Yarushka Rivera died of a seizure in 2009 after receiving mental health treatment at Arbour Counseling Services in Lawrence, Massachusetts, a facility owned and operated by Defendant-Appellee Universal Health Services ("UHS"). UHS submitted reimbursement claims for these services to MassHealth, the state's Medicaid agency. Following Yarushka's death, her mother and stepfather learned that Arbour had employed unlicensed and unsupervised personnel, in violation of state regulations -- many of whom were involved in treating their daughter during the years leading up to her death. Relators subsequently brought a qui tam action against UHS under the False Claims Act (FCA), alleging that Arbour had employed unlicensed and unsupervised personnel, in violation of state regulations, and that UHS had fraudulently submitted reimbursement claims to the Commonwealth, despite knowing that they were in violation of relevant state regulations dealing with mental health and counseling facilities. The district court granted defendant's motion to dismiss, concluding that the regulatory violations were conditions for participation in the state Medicaid program, but were not conditions of payment as required for a claim to be actionable under the FCA. The United States Court of Appeals for the First Circuit reversed, holding that the regulatory violations in question were, in fact, conditions for payment and that the Relators' complaint had properly pleaded that the condition of payment at issue was a material one. UHS sought review in the Supreme Court, the Court granted certiorari, and ruled that the implied false certification theory can be a basis for FCA liability. However, the Supreme Court vacated the First Circuit’s judgment and remanded the case for further consideration of whether Relators' complaint sufficiently alleged that the regulatory violations in question were material to the government's payment decision, a requirement for an actionable FCA claim.

Issue:

Were the alleged misrepresentations of UHS “material” under the FCA?

Answer:

Yes.

Conclusion:

Applying the Supreme Court’s holistic approach to determining materiality, the First Circuit concluded that the UHS's alleged misrepresentations were material when looking to the effect on the likely or actual behavior of the recipient of the alleged misrepresentation.

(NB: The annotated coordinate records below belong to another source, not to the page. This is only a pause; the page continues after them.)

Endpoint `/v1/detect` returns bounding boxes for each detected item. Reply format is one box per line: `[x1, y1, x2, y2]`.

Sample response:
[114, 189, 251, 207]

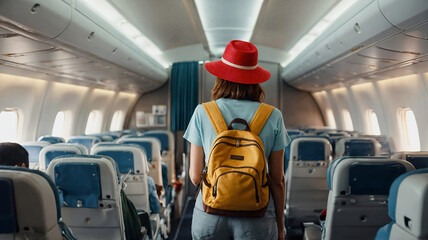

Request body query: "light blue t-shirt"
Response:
[183, 98, 290, 163]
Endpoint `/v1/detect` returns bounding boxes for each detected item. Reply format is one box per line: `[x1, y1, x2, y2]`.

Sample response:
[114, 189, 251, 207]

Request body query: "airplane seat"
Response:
[37, 135, 65, 144]
[91, 143, 150, 213]
[285, 136, 331, 232]
[142, 130, 176, 185]
[324, 157, 414, 240]
[0, 166, 75, 240]
[335, 137, 380, 158]
[21, 141, 50, 170]
[39, 143, 87, 171]
[287, 129, 305, 137]
[375, 169, 428, 240]
[392, 151, 428, 169]
[67, 136, 101, 150]
[47, 155, 125, 240]
[116, 138, 163, 186]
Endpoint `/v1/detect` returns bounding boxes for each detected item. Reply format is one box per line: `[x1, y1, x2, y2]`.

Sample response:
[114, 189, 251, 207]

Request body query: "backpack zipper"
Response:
[214, 165, 260, 180]
[207, 141, 266, 184]
[212, 171, 260, 203]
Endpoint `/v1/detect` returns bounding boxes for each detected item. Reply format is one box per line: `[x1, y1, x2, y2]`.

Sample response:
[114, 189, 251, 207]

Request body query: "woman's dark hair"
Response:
[0, 142, 29, 168]
[211, 77, 265, 102]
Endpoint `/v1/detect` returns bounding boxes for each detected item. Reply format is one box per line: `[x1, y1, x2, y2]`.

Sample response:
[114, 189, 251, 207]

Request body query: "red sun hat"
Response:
[205, 40, 270, 84]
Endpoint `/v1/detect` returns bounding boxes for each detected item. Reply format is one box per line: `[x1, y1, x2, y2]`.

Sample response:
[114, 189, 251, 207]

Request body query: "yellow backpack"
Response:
[202, 101, 274, 217]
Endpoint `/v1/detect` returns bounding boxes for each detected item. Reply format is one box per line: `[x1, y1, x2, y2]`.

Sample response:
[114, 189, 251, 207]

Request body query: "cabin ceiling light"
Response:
[195, 0, 263, 56]
[80, 0, 169, 68]
[281, 0, 357, 67]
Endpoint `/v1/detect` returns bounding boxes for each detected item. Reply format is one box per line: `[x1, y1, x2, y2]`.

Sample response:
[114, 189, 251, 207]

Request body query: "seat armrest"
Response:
[303, 223, 322, 240]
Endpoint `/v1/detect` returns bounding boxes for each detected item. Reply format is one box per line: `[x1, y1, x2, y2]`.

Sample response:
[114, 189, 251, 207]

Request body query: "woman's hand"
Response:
[189, 144, 204, 186]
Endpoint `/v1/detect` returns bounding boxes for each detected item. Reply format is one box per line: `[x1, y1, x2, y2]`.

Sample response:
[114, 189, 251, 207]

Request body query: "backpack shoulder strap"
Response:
[202, 101, 227, 135]
[250, 103, 275, 135]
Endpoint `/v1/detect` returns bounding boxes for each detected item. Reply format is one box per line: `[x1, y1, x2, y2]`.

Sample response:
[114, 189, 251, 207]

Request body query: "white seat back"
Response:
[392, 151, 428, 169]
[286, 136, 331, 227]
[335, 137, 381, 158]
[67, 136, 101, 150]
[117, 137, 162, 186]
[325, 157, 414, 240]
[39, 143, 87, 171]
[143, 130, 175, 185]
[91, 143, 150, 213]
[21, 141, 50, 169]
[0, 166, 62, 240]
[47, 155, 125, 240]
[376, 169, 428, 240]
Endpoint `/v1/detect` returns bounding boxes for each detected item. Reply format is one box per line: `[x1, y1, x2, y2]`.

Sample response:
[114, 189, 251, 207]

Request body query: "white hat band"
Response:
[221, 58, 258, 70]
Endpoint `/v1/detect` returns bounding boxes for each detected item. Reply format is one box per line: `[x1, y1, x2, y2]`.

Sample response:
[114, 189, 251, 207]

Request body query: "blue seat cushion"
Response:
[388, 168, 428, 221]
[345, 139, 375, 156]
[349, 162, 407, 195]
[97, 151, 135, 174]
[297, 141, 325, 161]
[0, 178, 18, 234]
[45, 150, 76, 167]
[54, 162, 101, 208]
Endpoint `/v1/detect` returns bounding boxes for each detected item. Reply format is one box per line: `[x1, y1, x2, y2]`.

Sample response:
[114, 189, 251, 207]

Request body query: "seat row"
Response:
[4, 130, 174, 239]
[285, 136, 428, 239]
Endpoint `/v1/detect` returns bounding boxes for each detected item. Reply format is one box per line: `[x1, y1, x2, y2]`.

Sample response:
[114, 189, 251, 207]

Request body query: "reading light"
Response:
[195, 0, 263, 56]
[80, 0, 169, 68]
[281, 0, 357, 67]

According to the court, UHS’s violations of regulatory requirements were material under the FCA to payment of state Medicaid claims since regulatory compliance was a condition of payment, the centrality of the requirements was sufficiently important to influence the decision whether to pay claims, and there was no evidence that the state knew of the violations when it paid the claims. Accordingly, the court reversed the district court’s grant of UHS’s motion to dismiss and remanded for further proceedings.